= List of vegetarian and vegan members of the United States Congress =

This page lists all current and former vegetarian and vegan members of the United States Congress. The list may be incomplete.

== Current members ==

| Name | Party |  | Chamber | State | Term |  | Diet |
| Start | Duration |
| Cory Booker |  | Democratic | Senate | New Jersey | October 31, 2013 | 12 years, 259 days | Booker became a vegan in 2014 and was a vegetarian beforehand. He has cited concern for animals as part of his motivation, in addition to health benefits. |
| Jamie Raskin |  | Democratic | House of Representatives | Maryland | January 3, 2017 | 9 years, 195 days | Raskin became a vegetarian in 2009. He has cited health and environmental motivations. |
| Adam Schiff |  | Democratic | Senate | California | December 9, 2024 | 1 year, 220 days | Schiff is a vegan. |

== Former members ==

| Name | Party |  | Chamber | State | Term |  |  | Diet |
| Start | End | Duration |
| Tulsi Gabbard |  | Democratic (Republican after her time in Congress) | House of Representatives | Hawaii | January 3, 2013 | January 3, 2021 | 8 years, 0 days | Gabbard is vegetarian.
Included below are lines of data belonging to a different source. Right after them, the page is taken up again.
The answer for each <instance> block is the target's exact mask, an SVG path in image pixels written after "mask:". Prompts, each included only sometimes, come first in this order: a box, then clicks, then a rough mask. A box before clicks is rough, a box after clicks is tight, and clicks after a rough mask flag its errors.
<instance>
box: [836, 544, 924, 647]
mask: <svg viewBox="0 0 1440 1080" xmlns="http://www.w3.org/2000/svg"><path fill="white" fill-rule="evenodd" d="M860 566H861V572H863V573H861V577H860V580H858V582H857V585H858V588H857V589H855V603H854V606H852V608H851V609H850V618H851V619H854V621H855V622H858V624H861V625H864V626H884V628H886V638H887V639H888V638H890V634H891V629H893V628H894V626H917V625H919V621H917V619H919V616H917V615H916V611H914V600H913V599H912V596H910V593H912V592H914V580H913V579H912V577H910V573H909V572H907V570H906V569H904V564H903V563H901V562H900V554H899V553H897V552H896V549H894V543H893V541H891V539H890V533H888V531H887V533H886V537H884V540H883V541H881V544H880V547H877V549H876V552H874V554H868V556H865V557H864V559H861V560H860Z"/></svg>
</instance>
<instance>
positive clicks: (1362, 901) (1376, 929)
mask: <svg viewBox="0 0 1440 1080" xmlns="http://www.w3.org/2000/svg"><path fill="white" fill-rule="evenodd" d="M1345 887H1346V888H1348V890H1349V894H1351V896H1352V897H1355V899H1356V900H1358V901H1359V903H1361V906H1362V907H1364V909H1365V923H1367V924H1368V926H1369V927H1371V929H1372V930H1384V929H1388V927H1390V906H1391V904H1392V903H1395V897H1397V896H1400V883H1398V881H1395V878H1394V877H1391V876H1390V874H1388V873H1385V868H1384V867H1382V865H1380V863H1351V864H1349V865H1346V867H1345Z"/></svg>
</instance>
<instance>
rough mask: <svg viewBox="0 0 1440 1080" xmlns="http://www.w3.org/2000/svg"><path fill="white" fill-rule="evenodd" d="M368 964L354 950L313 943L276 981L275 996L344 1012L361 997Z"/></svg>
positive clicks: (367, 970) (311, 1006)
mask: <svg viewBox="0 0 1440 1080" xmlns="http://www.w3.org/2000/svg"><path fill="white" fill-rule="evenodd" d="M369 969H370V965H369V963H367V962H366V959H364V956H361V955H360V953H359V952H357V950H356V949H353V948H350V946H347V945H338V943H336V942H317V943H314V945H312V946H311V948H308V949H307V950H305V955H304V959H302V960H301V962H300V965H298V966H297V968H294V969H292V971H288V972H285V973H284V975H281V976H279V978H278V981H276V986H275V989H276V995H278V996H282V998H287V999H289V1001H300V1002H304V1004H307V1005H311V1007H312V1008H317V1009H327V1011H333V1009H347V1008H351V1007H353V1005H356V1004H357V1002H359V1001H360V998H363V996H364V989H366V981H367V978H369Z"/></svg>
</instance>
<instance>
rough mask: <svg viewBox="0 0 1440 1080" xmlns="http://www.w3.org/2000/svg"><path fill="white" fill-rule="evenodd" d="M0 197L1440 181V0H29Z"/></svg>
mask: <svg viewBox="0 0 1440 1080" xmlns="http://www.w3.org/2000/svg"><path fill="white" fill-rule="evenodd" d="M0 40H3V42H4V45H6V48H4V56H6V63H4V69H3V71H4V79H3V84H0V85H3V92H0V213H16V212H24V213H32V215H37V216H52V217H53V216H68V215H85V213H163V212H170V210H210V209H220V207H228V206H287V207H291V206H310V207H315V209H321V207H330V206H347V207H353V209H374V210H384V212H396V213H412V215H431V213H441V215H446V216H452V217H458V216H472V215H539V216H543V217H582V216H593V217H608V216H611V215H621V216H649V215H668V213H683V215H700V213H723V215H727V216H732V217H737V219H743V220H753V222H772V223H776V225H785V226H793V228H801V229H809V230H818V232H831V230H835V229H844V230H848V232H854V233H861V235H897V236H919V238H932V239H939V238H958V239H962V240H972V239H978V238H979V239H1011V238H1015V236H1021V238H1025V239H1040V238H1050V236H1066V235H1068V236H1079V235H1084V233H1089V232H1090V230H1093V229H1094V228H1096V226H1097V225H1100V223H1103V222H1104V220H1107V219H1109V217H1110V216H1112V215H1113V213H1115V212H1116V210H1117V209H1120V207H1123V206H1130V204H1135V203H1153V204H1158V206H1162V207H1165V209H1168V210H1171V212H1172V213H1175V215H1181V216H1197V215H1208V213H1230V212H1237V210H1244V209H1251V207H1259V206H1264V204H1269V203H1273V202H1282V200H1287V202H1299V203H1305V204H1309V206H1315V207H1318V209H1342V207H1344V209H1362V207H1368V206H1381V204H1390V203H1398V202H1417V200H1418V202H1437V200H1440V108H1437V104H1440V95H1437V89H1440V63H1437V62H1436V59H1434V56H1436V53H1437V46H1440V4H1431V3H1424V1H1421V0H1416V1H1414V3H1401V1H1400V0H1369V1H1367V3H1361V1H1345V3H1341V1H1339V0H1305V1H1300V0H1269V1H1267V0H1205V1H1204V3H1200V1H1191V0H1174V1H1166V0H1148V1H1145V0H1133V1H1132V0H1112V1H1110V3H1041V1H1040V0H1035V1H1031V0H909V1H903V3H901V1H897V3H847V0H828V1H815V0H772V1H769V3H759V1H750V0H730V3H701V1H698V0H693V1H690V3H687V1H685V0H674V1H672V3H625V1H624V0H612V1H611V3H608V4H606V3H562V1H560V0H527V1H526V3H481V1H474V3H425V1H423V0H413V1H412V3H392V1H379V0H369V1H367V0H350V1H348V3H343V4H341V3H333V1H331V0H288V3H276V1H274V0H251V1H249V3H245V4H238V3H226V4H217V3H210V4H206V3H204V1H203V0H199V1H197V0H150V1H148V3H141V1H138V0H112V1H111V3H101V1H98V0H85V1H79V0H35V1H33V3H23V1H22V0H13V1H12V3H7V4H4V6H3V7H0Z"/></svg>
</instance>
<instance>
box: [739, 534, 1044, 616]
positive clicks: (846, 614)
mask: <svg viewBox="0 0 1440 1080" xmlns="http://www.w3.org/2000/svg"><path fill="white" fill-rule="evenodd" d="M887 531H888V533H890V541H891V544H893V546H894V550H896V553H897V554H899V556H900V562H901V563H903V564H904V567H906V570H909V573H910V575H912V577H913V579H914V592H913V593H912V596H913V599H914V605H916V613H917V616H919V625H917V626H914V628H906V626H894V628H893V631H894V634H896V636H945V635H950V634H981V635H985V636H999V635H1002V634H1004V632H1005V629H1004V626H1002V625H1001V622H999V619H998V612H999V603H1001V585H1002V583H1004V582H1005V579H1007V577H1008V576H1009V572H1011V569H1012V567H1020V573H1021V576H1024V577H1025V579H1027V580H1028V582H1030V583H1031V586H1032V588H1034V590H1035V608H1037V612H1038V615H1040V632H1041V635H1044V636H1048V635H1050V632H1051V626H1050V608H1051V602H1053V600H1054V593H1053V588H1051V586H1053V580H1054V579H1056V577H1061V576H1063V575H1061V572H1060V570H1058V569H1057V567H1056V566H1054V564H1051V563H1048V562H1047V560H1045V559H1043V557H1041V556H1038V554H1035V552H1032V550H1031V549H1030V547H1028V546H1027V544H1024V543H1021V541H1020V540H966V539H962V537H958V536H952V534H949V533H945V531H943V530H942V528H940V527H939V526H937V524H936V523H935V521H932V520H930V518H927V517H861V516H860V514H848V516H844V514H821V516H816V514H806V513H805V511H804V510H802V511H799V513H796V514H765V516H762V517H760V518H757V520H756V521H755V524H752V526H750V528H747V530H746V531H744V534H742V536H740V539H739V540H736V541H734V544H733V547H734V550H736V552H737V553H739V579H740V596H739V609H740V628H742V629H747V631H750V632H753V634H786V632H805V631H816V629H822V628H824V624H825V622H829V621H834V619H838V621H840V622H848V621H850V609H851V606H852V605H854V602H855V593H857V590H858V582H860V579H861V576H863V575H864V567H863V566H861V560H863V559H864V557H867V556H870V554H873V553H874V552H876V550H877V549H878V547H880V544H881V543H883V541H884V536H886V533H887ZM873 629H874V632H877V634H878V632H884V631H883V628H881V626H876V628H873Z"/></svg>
Her parents formerly operated a vegetarian restaurant called The Natural Deli. Both her and her family were for a time affiliated with the Science of Identity Foundation of Chris Butler, a vegetarian new religious movement. |
| Adam Schiff |  | Democratic | House of Representatives | California | January 3, 2001 | December 8, 2024 | 23 years, 340 days | Schiff is a vegan. |
| Dennis Kucinich |  | Democratic | House of Representatives | Ohio | January 3, 1997 | January 3, 2013 | 16 years, 0 days | Kucinich is a vegan. His wife Elizabeth Kucinich is a vegan activist. |
| Kyrsten Sinema |  | Democratic, then independent | Senate | Arizona | January 3, 2019 | January 3, 2025 | 6 years, 0 days | As of 2006, Sinema described herself as a vegan. |
|  | Democratic | House of Representatives | January 3, 2013 | January 3, 2019 | 6 years, 0 days |
| Betty Sutton |  | Democratic | House of Representatives | Ohio | January 3, 2007 | January 3, 2013 | 6 years, 0 days | Sutton is a vegetarian who has introduced measures related to animal welfare. |
| Al Gore |  | Democratic | Senate | Tennessee | January 3, 1985 | January 2, 1993 | 7 years, 365 days | Gore became vegan after his time in Congress for environmental reasons. |
|  | House of Representatives | January 3, 1977 | January 3, 1985 | 8 years, 0 days |
| Horace Greeley |  | Whig | House of Representatives | New York | December 4, 1848 | March 3, 1849 | 89 days | Greeley was an adherent of Sylvester Graham's dietary philosophy and likely was a vegetarian or engaged in reduced meat consumption for a significant portion of his life. |

== Other ==
Brad Lander, who is running for New York's 10th congressional district in 2026, is a pescatarian. Other notable American politicians who have not served in Congress, such as Eric Adams, have also publicly spoken about their plant-based diets. Ben Carson has practiced a flexitarian/reducetarian diet in line with his Seventh-day Adventist faith. Bill Clinton was temporarily a vegan for health reasons. Similarly, Alexandria Ocasio-Cortez went vegetarian for Lent, but is not believed to still be one. Of the Founding Fathers, Benjamin Franklin avoided meat to at least some extent. Second Lady Usha Vance is also a vegetarian.